All posts in rants

How Women Were Written Out of Film History – re-blogged article

Monika Bartyzel is a wonderful writer, and blogs on The Week (among other sites) with a column called “Girls on Film.”  Here is one of her articles I wanted to share:

Influential filmmakers like Alice Guy-Blaché were essential to the development of cinema — but modern filmmakers and historians still overlook their accomplishments

“I Hate Strong Female Characters” – re-blogged article

“Sherlock Holmes gets to be brilliant, solitary, abrasive, Bohemian, whimsical, brave, sad, manipulative, neurotic, vain, untidy, fastidious, artistic, courteous, rude, a polymath genius. Female characters get to be Strong.”

read full article here

Re-blogged from Sophia McDougall‘s article in NewStatesman, because she says absolutely what I have been trying to say on the topic.  The article is brilliant – give it a read!

When a woman calls, say Yes

I was reading through the notes from the Women Directors Summit that the DGA held in April of this year.  The “Employment Equity Matters” panel had a summary of suggestions from the panelists on action steps to help achieve equity:

Debbie Allen:  “It’s action, not sitting in a room and talking. We need ACTION, ACTION, ACTION!”

Nancy Meyers: We need to support women execs.

Nia Vardalos: “Use our economic power.  Boycotts.”  

Mimi Leder: “Start an all-women studio.”

Debbie Allen suggests “…holding out, starting a movement, a revolution.”

Robin Swicord suggests we “…hire an attorney to go to court; a Federally protected civil rights case.  The DGA has the power and resources sitting right here.” 

Betty Thomas: “Stand up!”

Martha Coolidge asks: “What can we aim for to make the equity a reality?”

Mimi Leder: Aim to start a studio for women.

Amy Heckerling: For women to support women.

Debbie Allen: Create a committee for a movement.  Must have a concept, title, be viral, use economic power, inspire, and respect action.

Catherine Hardwicke: Celebrate & encourage people who do hire women.

Martha Coolidge: Utilize the internet to do our own publicity/promotion.

Nancy Meyers: Embrace all women executives at studios and meet w/studios.  Make noise wherever you can.

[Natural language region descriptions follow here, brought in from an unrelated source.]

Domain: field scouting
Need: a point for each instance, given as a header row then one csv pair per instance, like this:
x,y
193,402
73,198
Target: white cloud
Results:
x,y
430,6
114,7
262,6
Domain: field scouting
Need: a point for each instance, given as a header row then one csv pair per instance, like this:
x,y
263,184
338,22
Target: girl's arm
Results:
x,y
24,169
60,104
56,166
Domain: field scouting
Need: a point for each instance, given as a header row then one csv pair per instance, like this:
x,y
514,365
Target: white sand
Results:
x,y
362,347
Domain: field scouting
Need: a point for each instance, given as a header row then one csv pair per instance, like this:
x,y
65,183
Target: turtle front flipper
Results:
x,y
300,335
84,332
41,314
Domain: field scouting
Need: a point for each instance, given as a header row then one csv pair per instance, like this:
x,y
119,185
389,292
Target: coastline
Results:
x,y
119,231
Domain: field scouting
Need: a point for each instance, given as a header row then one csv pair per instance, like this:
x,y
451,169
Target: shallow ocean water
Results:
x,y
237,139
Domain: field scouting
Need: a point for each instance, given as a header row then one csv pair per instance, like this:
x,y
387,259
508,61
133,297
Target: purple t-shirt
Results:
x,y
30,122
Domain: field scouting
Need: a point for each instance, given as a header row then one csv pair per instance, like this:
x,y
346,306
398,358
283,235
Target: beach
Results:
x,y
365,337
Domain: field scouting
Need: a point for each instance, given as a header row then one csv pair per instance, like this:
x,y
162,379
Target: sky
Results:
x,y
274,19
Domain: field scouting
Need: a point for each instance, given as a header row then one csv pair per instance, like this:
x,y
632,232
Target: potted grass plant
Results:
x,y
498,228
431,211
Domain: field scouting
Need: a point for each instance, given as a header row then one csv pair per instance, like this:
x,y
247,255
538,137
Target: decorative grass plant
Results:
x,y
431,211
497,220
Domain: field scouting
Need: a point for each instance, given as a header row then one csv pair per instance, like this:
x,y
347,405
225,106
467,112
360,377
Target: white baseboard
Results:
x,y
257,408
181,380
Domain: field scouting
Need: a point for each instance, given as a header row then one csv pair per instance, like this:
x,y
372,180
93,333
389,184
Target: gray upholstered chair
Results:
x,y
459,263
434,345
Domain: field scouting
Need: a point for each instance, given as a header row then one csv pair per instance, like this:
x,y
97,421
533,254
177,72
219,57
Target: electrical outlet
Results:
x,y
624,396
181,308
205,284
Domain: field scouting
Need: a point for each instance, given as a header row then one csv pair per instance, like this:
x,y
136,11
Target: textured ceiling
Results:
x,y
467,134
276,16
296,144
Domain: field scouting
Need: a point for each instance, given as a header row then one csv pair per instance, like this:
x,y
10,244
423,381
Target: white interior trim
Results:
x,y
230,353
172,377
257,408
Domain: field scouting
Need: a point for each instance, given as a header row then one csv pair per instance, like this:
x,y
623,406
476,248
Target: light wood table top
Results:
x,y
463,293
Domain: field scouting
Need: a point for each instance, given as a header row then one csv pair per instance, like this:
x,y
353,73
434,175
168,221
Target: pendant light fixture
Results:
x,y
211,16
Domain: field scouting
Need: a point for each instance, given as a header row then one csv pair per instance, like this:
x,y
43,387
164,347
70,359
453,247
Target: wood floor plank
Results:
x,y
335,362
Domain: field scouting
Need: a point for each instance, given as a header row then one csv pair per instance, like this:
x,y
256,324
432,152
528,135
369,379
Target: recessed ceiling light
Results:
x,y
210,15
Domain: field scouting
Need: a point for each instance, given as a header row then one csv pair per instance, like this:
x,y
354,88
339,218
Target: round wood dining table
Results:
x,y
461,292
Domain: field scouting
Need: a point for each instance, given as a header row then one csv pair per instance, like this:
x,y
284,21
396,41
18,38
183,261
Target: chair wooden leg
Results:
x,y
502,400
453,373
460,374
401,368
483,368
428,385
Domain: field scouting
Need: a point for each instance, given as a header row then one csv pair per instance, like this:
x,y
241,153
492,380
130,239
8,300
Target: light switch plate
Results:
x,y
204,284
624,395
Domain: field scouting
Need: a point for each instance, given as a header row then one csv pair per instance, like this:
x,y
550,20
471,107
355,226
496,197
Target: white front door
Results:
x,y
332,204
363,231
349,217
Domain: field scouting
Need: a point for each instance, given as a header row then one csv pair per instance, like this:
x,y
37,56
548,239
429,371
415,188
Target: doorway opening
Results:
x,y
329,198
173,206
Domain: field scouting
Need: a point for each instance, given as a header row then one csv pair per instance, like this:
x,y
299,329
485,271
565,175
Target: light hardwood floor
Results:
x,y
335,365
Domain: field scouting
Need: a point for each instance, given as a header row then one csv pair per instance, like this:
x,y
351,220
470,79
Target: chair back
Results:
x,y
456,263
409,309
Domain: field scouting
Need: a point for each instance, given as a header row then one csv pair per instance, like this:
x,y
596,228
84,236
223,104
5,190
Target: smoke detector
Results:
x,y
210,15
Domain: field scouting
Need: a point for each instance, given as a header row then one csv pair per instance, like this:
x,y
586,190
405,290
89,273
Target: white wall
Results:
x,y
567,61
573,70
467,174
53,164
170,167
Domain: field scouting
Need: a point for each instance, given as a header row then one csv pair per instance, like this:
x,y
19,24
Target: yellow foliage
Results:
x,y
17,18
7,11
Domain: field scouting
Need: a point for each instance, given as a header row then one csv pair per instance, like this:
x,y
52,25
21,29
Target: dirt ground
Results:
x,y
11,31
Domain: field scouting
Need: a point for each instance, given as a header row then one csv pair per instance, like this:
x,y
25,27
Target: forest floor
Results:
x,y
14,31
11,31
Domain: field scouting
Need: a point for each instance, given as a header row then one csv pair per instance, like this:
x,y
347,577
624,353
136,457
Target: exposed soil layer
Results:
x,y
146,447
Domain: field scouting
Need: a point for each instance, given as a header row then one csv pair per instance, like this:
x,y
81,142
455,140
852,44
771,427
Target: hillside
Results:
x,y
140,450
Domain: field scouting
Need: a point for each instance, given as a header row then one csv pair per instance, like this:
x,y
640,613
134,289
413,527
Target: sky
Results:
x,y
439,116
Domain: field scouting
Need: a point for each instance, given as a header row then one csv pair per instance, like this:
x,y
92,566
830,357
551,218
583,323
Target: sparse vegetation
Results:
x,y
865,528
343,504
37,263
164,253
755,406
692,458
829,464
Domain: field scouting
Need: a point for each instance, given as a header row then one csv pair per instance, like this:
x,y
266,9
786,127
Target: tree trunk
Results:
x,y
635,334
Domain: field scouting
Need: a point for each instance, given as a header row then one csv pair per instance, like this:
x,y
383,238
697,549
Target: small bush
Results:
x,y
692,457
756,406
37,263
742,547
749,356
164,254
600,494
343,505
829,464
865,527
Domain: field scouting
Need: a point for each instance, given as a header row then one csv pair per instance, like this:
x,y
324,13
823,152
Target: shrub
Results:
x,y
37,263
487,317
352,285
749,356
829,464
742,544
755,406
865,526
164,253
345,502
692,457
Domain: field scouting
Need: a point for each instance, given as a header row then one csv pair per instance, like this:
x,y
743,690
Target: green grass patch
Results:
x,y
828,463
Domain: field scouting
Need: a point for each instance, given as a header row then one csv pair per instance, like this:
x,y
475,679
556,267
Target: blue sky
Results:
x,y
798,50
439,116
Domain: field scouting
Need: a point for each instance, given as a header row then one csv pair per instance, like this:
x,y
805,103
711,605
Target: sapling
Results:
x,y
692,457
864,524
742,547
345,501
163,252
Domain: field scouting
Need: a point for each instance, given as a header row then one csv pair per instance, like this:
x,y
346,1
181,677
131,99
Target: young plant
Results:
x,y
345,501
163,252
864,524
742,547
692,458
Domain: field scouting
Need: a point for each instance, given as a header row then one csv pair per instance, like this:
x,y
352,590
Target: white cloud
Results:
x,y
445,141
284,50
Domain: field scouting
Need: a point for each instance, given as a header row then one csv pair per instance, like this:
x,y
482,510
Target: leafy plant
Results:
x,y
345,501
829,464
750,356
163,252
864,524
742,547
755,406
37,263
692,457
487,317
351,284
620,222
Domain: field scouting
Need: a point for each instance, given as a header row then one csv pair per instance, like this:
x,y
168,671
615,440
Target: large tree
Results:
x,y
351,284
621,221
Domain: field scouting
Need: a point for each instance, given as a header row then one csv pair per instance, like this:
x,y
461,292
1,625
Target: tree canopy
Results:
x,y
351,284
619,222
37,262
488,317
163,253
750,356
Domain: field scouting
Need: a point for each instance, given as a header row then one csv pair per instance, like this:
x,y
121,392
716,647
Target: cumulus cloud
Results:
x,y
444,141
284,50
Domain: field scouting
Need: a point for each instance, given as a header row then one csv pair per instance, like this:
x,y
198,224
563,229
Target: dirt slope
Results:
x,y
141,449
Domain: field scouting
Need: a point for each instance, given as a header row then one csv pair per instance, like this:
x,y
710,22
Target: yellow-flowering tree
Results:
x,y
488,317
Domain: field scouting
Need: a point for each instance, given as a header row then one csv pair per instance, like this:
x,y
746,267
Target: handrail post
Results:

Robin Swicord: Employment access is a federally protected civil right.  Involve US labor bureau and hire a lawyer.  Approach the problem legally.

I particularly love Mimi Leder’s idea of an all women studio (Mimi, how can I help you make that happen??) but the one thing that wasn’t said directly that I would contribute is “When a woman calls, say Yes.”

Hollywood is a cutthroat environment.  Everyone is out for themselves, which means you have to be out for yourself as well, or you will continually be taken advantage of.  Women learn this lesson harder than men, I feel, because there is a definite perception that women will take and should be satisfied with less.  Financially, artistically, psychologically.  There is an expectation that women command smaller salaries than men (this is so much the paradigm that it makes news headlines when there is an exception to the rule), women are expected to be satisfied with less compelling characters (one-dimensional) who are less central to the story (the wife, the girlfriend, the f*ck), and they should be grateful for the positions behind the camera that are graciously allowed to them (offer her 2nd AC instead of 1st AC, she’ll take it because she’s a girl, whereas a man wouldn’t be satisfied with being 2nd fiddle).

This perception that women will be satisfied with less (it’s that or nothing, after all), carries over when we interact with each other.  We women use that same set of rules interpersonally, and tend to bargain harder, try to get more, and say No more easily to other women – after all, they should be satisfied with what they get, right?

If we really want this to change, one of the components is that we need to say Yes to other women in the business.  Not quite the project you were looking for?  Say Yes anyway.  Not quite the salary you wanted?  If it’s a woman’s project, say Yes anyway.  If you are in a position of power, use it to open the door for more women – remember the noise Natalie Portman made about demanding a female director for Thor II?  She made it quite clear that she would say Yes if a woman directed the project. That’s exactly what we need.  Let the business know, the way to get women to work for you is to get more women involved in the project. To put women in positions where they are making the offers.

I’m asking other women to put the ensemble above the individual – in this case our ensemble is our gender.  This is not at all what Hollywood has beaten into us, so it requires a definite mental shift.  A rising tide lifts all boats, however, so remember:  When a Woman Calls, Say YES.